Who is the owner of the copyrights to the game (assets)?
In most jurisdictions, ownership belongs to the person who created the game assets, unless there is an exception.
Some examples of these exceptions are:
- Game assets which are created in the context of an employment relationship are assigned to the employer.
- In the United States there is the ‘work made for hire’ doctrine, which can lead to a situation where the client receives the copyrights to certain commissioned works.
Points of attention when negotiating a video games publishing agreement
Developers usually retain IP rights, but confirm it
In most modern publishing agreements, developers retain ownership of their intellectual property rights. However, this should never be assumed.
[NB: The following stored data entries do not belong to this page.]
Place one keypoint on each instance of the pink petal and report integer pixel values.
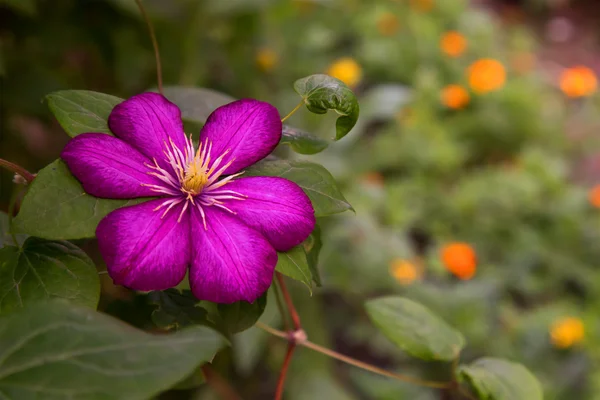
(142, 250)
(230, 261)
(108, 167)
(276, 207)
(148, 121)
(249, 129)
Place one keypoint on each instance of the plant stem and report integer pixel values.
(284, 315)
(288, 300)
(284, 369)
(218, 384)
(17, 169)
(154, 44)
(357, 363)
(293, 111)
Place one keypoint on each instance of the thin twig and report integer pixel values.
(17, 169)
(293, 111)
(288, 300)
(357, 363)
(284, 369)
(154, 44)
(284, 315)
(218, 384)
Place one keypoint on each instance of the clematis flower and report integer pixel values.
(206, 216)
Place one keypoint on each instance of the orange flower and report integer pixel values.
(578, 81)
(460, 259)
(346, 70)
(486, 75)
(404, 271)
(453, 43)
(266, 59)
(455, 97)
(388, 24)
(567, 332)
(594, 196)
(422, 5)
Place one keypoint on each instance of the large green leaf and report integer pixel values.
(415, 329)
(44, 270)
(313, 178)
(6, 239)
(56, 206)
(196, 104)
(302, 142)
(55, 351)
(498, 379)
(322, 93)
(295, 265)
(80, 111)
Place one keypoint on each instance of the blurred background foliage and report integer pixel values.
(472, 168)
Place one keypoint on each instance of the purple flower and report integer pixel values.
(225, 227)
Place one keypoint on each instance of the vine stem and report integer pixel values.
(354, 362)
(154, 44)
(218, 384)
(17, 169)
(293, 111)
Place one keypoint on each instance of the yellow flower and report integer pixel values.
(266, 59)
(346, 70)
(453, 43)
(578, 81)
(388, 24)
(404, 271)
(455, 97)
(422, 5)
(486, 75)
(566, 332)
(460, 259)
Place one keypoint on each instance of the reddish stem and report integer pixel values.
(288, 302)
(284, 369)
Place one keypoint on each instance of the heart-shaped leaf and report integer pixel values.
(322, 93)
(498, 379)
(313, 178)
(44, 270)
(415, 329)
(294, 264)
(58, 351)
(57, 207)
(80, 111)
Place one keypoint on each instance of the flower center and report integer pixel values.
(195, 177)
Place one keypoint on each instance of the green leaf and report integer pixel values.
(322, 93)
(415, 329)
(80, 111)
(241, 315)
(498, 379)
(196, 104)
(6, 238)
(56, 206)
(44, 270)
(313, 178)
(312, 247)
(302, 142)
(294, 264)
(55, 351)
(177, 309)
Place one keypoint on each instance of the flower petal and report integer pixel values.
(276, 207)
(249, 129)
(230, 261)
(142, 249)
(147, 121)
(108, 167)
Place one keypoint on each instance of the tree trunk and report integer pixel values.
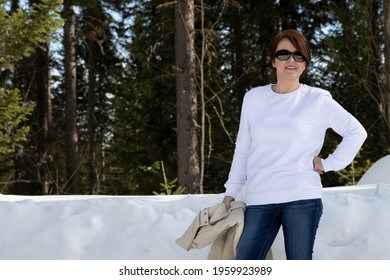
(71, 135)
(186, 98)
(43, 108)
(91, 117)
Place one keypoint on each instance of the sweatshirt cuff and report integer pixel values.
(327, 165)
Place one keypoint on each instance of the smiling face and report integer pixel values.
(288, 70)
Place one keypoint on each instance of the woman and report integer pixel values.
(281, 133)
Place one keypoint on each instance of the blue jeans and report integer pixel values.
(299, 220)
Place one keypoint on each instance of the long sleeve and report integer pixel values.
(348, 127)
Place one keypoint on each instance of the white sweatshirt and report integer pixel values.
(279, 136)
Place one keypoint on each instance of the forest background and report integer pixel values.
(144, 97)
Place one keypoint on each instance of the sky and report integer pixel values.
(355, 225)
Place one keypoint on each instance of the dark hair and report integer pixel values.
(297, 39)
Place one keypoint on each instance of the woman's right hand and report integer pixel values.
(227, 200)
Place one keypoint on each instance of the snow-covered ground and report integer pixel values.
(355, 225)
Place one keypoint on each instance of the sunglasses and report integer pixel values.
(286, 55)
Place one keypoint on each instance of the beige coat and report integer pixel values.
(218, 226)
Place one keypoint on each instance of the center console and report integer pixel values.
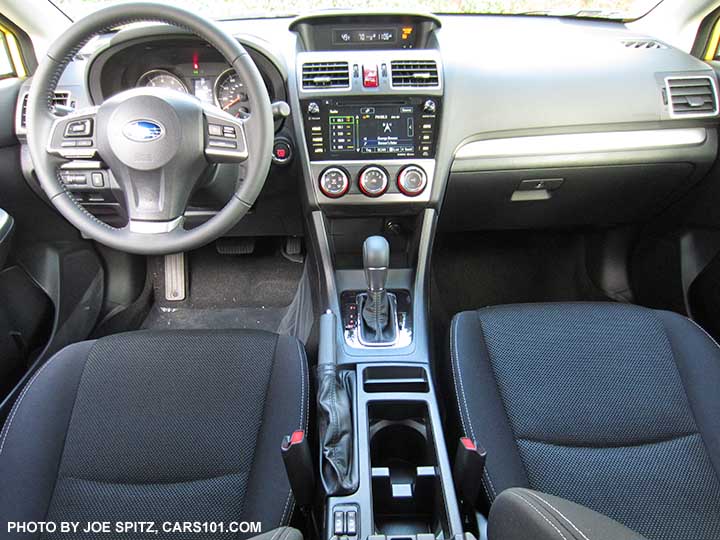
(369, 89)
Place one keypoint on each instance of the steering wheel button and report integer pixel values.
(79, 128)
(97, 180)
(223, 144)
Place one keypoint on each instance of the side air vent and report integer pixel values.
(643, 44)
(414, 73)
(691, 96)
(60, 98)
(318, 75)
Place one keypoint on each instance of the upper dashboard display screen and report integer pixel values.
(359, 36)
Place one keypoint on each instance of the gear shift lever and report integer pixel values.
(376, 259)
(376, 307)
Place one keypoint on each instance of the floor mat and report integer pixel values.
(473, 270)
(263, 291)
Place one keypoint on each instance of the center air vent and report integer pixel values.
(414, 73)
(326, 75)
(643, 44)
(691, 96)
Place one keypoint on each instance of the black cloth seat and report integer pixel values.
(614, 407)
(157, 426)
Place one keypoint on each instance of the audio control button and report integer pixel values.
(373, 181)
(412, 180)
(334, 182)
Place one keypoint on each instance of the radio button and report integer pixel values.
(412, 180)
(334, 182)
(373, 181)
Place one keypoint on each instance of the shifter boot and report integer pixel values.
(376, 313)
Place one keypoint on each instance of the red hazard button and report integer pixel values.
(370, 77)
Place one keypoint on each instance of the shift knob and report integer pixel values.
(376, 259)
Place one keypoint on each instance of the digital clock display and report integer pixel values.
(365, 35)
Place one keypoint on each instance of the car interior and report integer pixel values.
(360, 270)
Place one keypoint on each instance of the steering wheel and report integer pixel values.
(156, 142)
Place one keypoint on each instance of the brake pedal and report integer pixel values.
(235, 246)
(175, 277)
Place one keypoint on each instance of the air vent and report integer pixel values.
(60, 98)
(414, 73)
(691, 96)
(643, 44)
(326, 75)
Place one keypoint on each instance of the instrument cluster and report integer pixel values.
(226, 90)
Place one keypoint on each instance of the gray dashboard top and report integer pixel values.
(512, 74)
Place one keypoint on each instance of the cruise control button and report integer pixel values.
(97, 180)
(79, 128)
(223, 144)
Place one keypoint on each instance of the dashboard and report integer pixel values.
(503, 122)
(185, 65)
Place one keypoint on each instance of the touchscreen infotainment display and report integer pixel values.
(372, 129)
(354, 128)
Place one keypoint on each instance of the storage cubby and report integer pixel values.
(407, 490)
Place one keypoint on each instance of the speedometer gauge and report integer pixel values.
(160, 78)
(230, 93)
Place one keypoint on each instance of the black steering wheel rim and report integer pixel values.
(40, 122)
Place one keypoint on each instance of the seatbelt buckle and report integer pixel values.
(468, 470)
(298, 462)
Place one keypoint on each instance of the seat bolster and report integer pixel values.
(697, 357)
(481, 409)
(286, 410)
(32, 441)
(519, 514)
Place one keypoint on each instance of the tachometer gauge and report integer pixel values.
(230, 93)
(160, 78)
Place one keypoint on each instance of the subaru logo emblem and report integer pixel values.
(143, 130)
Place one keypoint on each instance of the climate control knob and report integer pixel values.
(334, 182)
(373, 181)
(412, 180)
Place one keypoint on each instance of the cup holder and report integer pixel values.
(406, 489)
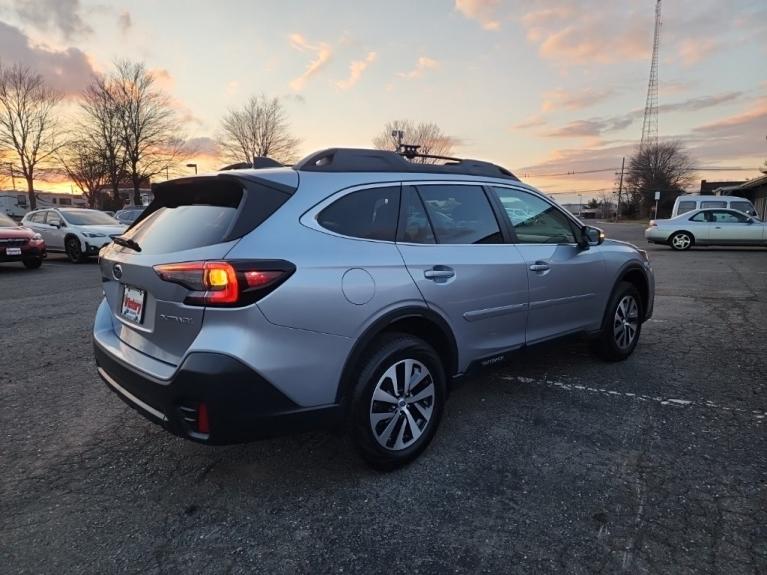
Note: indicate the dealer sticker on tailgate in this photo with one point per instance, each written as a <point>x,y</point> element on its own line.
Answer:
<point>133,304</point>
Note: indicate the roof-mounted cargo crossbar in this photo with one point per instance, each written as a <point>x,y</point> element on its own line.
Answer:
<point>364,160</point>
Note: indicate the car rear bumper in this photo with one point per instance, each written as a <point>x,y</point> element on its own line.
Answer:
<point>27,253</point>
<point>241,405</point>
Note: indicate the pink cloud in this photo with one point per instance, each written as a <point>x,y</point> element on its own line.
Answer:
<point>483,11</point>
<point>693,50</point>
<point>322,54</point>
<point>356,69</point>
<point>67,71</point>
<point>423,64</point>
Always verify the contract language to confirm that the developer remains the IP holder.
Co-development can lead to co-ownership
Some publishers co-develop games with studios. If the contract does not clearly allocate copyrights, the result can be co-ownership. Depending on the jurisdiction, this can have unintended consequences:
- In some countries, commercial exploitation requires unanimous consent from all owners.
- In some countries, each co-owner may commercially exploit the game independently.
Commercial exploitation also means developing ports, prequels, sequels and spin-offs. This means that co-ownership can have impact on what you can actually still do with your game as a developer. What seems “fair” at first sight can quickly become a legal obstacle if not clearly defined.
Ports and marketing assets may default to the publisher
When publishers develop marketing assets (trailers, banners, key art), ownership may default to them. This usually does not matter during the partnership, but upon termination of the video game publishing agreement it can block developers from continuing to use these assets. For more information about this, read our article on the consequences of termination .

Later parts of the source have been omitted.